Alain Chamfort "Le plaisir"
Entre nostalgie et renouveau, Alain Chamfort se réinvente sans renier son passé. Du dandy des années 70 à l’artiste en quête d’un second souffle, son dernier album confirme que, malgré quelques faiblesses, le chanteur reste un maître du style et de la mise en scène.

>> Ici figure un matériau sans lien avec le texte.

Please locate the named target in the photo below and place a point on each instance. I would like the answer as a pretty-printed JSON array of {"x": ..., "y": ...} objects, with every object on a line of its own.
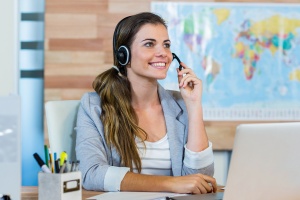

Dandy, Alain Chamfort a toujours aimé se mettre en scène : sur son best of, que Sony Music (qui lui a rendu son contrat il y a quelques années) remettait en vente cet été, il chantait “ce n’est que moi, ne craignez rien, ce n’est que moi vot’ vieil Alain. J’demande quand même pas le Pérou, j’demande qu’on m’aime et puis c’est tout”. Et de se décrire comme un chanteur en voie (voix ?) de ringardisation, à qui les filles demandent des autographes… pour leur mère. Mais une carrière, ça ne s’arrête pas comme ça : d’ailleurs Christophe, issu des “yé yés”, et qui a en commun avec Chamfort de s’être fait virer du label Epic, a redonné un second souffle à sa carrière il y a deux ans avec “Comm’ si la terre penchait”.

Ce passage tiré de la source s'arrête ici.